Italian turmoil puts ECB backstop availability in question
Nation would need to meet stiff conditions, bank says low rates, improved hiring, economy bolster housing
ROME — Why has Italy's muddled election result spooked global investors so much? Because it raises unsettling questions about the availability of the financial safety net that has kept Europe from catastrophe for the past six months.
That safety net is a crucial offer from the European Central Bank to buy unlimited quantities of struggling countries' bonds. The one catch was that participating countries had to commit to austerity measures — such as spending cuts and tax increases to lower their deficits.
And if there's any clear message from the Italian elections, it's that voters rejected austerity.
If Italy can't — or won't — agree to cuts and reforms to promote stronger growth, the ECB can't help.
That would leave Italy defenseless if its borrowing costs rise to unmanageable levels and into default territory. And if Italy fails, Europe can't afford to bail it out.
A top European Central Bank official underlined Wednesday that any country that wants to use the crucial backstop will have to meet stiff conditions and agree to take steps to cut its deficit.
Peter Praet, the top ECB official in charge of its economic analysis and forecasts, did not mention Italy in the text of his speech in Frankfurt. But he warned that the bond-purchase shield "will only be activated in cases where the benefiting country has signed up to strict and effective conditionality," meaning an agreement to take concrete steps to curb its financial problems.

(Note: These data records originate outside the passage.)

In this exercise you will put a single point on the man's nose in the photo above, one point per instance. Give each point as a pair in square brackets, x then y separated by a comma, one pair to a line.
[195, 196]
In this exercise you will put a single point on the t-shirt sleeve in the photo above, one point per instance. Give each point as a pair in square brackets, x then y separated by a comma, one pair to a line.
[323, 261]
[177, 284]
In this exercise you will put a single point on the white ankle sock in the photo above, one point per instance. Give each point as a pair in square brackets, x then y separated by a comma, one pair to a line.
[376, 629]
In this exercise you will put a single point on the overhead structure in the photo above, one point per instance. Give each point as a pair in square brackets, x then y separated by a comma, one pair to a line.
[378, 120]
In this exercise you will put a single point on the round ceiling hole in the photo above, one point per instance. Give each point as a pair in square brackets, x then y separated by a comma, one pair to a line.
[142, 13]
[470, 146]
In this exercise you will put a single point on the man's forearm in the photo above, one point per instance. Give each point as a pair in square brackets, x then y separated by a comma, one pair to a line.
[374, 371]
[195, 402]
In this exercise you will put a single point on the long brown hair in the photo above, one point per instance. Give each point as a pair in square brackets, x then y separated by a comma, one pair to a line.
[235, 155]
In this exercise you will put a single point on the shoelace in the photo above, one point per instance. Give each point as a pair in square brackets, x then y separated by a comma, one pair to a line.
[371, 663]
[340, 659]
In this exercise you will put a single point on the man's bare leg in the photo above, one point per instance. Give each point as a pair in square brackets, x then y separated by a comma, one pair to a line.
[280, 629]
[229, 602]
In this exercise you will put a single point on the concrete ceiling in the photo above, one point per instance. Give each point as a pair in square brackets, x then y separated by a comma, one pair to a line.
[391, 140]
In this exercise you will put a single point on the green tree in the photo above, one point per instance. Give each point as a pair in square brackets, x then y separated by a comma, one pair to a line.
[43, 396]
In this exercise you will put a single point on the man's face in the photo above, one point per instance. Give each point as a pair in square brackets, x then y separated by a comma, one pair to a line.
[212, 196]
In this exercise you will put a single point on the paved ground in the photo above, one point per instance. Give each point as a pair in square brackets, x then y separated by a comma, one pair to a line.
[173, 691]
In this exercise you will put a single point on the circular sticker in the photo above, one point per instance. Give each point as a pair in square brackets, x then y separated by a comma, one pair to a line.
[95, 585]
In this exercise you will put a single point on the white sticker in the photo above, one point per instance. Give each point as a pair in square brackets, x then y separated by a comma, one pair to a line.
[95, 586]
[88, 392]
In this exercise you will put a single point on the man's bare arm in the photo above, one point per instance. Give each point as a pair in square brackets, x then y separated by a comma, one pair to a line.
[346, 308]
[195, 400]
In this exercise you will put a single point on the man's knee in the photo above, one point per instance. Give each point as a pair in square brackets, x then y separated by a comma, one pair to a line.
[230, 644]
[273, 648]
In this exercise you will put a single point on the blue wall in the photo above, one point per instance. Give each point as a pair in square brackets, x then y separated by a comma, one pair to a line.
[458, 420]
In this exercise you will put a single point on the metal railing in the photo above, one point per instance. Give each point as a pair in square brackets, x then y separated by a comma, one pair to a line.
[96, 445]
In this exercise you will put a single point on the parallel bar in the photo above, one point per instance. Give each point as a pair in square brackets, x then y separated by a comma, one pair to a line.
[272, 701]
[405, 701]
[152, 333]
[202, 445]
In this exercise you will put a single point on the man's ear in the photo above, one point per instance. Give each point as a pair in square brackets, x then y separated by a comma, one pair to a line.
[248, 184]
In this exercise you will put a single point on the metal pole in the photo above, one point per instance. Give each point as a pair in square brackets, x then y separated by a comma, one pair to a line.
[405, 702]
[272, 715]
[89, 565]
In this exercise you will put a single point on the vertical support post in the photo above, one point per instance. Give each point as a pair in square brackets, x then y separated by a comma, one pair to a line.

Praet's warning came as Italy saw its borrowing costs rise as it sold $8.5 billion of 10-year and five-year bonds. The interest yield rose to 4.83 percent from 4.17 percent a month ago for the 10-year and to 3.59 percent from 2.94 percent for the five-year.
So far, Italy's borrowing costs have risen only moderately. But the fear is that continuing turmoil could let them climb toward the heights of late 2011 and early 2012 — a hefty 7 percent.
The ECB bond purchase program has been given most of the credit for the easing of the eurozone debt crisis in recent months. Before the ECB offered Sept. 6 to buy unlimited amounts of government bonds issued by a struggling country, Italy and Spain faced borrowing costs that would have proved crippling in the long term. The fear was that these two big economies — the third- and fourth-largest among the 17 European Union countries that use the euro — would be pushed into defaulting on their debts.
No bonds have been bought under the ECB plan, but the mere offer reassured investors and sent borrowing costs lower for debt-plagued countries such as Italy and Spain.
"Basically, investors are taking this on faith," said Simon Tilford, chief economist at the Center for European Reform in London.
The Italian result risks undermining that faith.
"It would be very hard for the ECB to wade into the market and buy substantial quantities of Italian debt if there is political gridlock in Italy and a broad based rebellion against the austerity strategy," Tilford warns.